I’m running on like five hours of sleep and it’s early so I apologize if this answer isn’t as detailed as it could be but: @aresmarked got me into the series, first and foremost, mostly because they reblogged a lot of gifsets and commentary.
The Root/Shaw relationship stuff definitely caught my attention, but what made me finally start watching was all the really thoughtful posts I saw regarding The Machine (if you don’t know what that is, you will by the pilot episode) that convinced me there was an aspect to Person of Interest I’d been missing this whole time.
Like, PoI honestly does look like the most whitebread procedural from the outside at the beginning and it takes a season and a half for some of the best characters – the ladies – to start showing up with regularity. But even Finch and Reese are Surprisingly Watchable White Dudes, and I love Fusco despite never expecting to.

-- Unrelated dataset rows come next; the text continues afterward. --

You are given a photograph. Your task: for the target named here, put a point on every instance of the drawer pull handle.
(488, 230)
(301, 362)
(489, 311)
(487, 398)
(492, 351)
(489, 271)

My favorite character is Shaw, hands down (followed in quick succession by Carter and Root). And it’s just…having a bisexual woman with a personality disorder that isn’t fetishized onscreen is unique enough, but PoI frames Shaw as so important. Just her appearance literally makes survival chances skyrocket, and her full swing around from uncaring assassin to someone on the Machine’s side is a sight to see, and also kudos to Sarah Shahi for portraying it with a lot of subtlety.
What I enjoy about Person of Interest is that a lot of modern action-heavy shows (especially American ones) that deal with crime or terrorism or anything else sets up the main characters as the Unmistakable Good Guys, no matter what horrible things they do. Procedure can be violated left and right as long as you shoot the bad guy at the end, right?
Well, PoI’s cast is not filled with good guys coddled endlessly by the narrative (Carter is arguably the one character who is defined as Good, and she meets a hundred complications for it despite being a fantastic heroine): it’s full of people who have made really terrible mistakes and decisions that they’ll spend the rest of their lives trying to fix – while trying not to make those mistakes worse in the process – and just try to do better even with the deck heavily stacked against them. I appreciate flawed humans trying to make a difference in the world far more than the perfect hero who turns things right with a touch of their hand.